SALATIGA-Dinas Pendidikan, Pemuda dan Olahraga (Disdikpora) Kota Salatiga berusaha menghentikan penerimaan guru tidak tetap (GTT). Dengan mengeluarkan surat edaran ke sekolah-sekolah SD dan SMP.

Dalam surat yang ditandatangai oleh Kepala Disdikpora, Dra Niken Lidiastuti tersebut, disebutkan selain untuk efisiensi, penghentian penerimaan GTT tersebut agar tidak membebani APBD. Namun ketika hal tersebut dikonfirmasikan ke Kadispora, yang bersangkutan tidak ada di kantor. Saat dikonfirmasi via SMS, Niken tidak menjawab.

Sementara, Ketua Komisi A DPRD Salatiga, Dance Ishak Palit mengatakan, turunnya surat edaran tersebut, setelah pihak Diknas melakukan dengar pendapat dengan komisi A.

Sedangkan dari data yang ada, jumlah GTT SD dan SMP di Salatigadi luar PAUD, sebanyak 1900 orang.
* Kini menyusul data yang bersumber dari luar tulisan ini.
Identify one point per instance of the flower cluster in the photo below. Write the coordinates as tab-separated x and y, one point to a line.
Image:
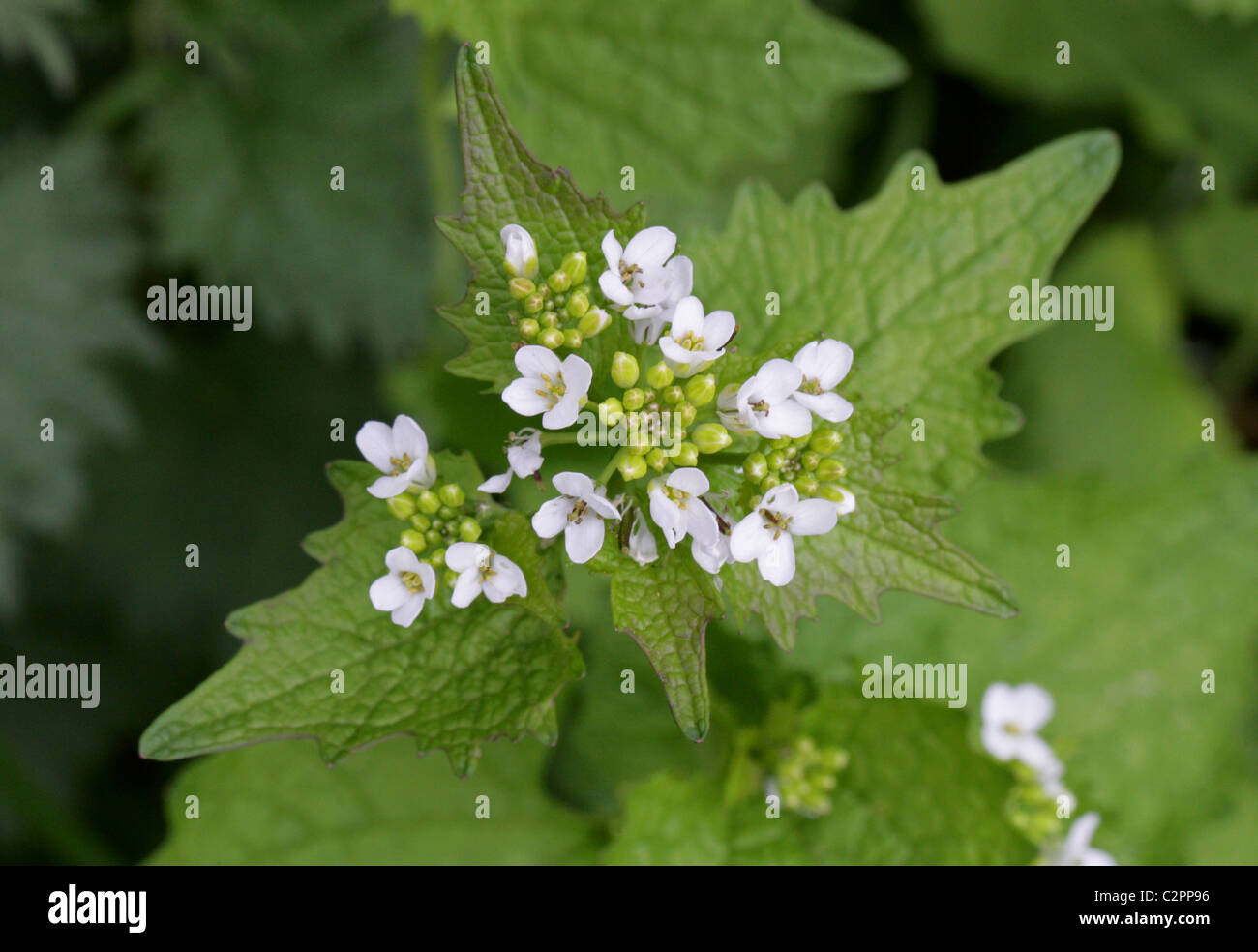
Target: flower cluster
658	407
Jumlah itu dinilai terlalu banyak. Selain itu, kesejahteraan (gaji) mereka juga sangat rendah.

”Ada yang dibayar Rp 150 ribu hingga Rp 350 per bulan bagi yang mengabdi di bawah sepuluh tahun dan Rp 900 bagi yang sudah mengabdi sepuluh tahun. Tentunya hal ini menjadi keprihatinan kami,” ujar politis PDIP ini.

Dengan melihat kondisi riil itu, komisi yang membidangi pendidikan ini mengusulkan kepada Disdikpora untuk menghentikan sementara penerimaan GTT, sembari menunggu pendataan dan pemetaan. “Jadi kepala sekolah tidak main angkat GTT saja, namun harus sesuai dengan kebutuhan sekolah yang ada. Penerimaan GTT harus berdasarkan kebutuhan,” ujarnya.

Dance mencontohkan, di satu sekolahan saja bisa ada tujuh GTT. Di sisi lain, ada sekolahan yang masih kurang gurunya. “Saya contohkan, di SMPN 6, guru olahraganya cuma 2 orang, padahal harus mengampu 24 kelas (kelas 1 sampai kelas 3). Idealnya tiga guru. Nah seperti ini yang mestinya menerima GTT olah raga,” ujar politisi PDIP ini.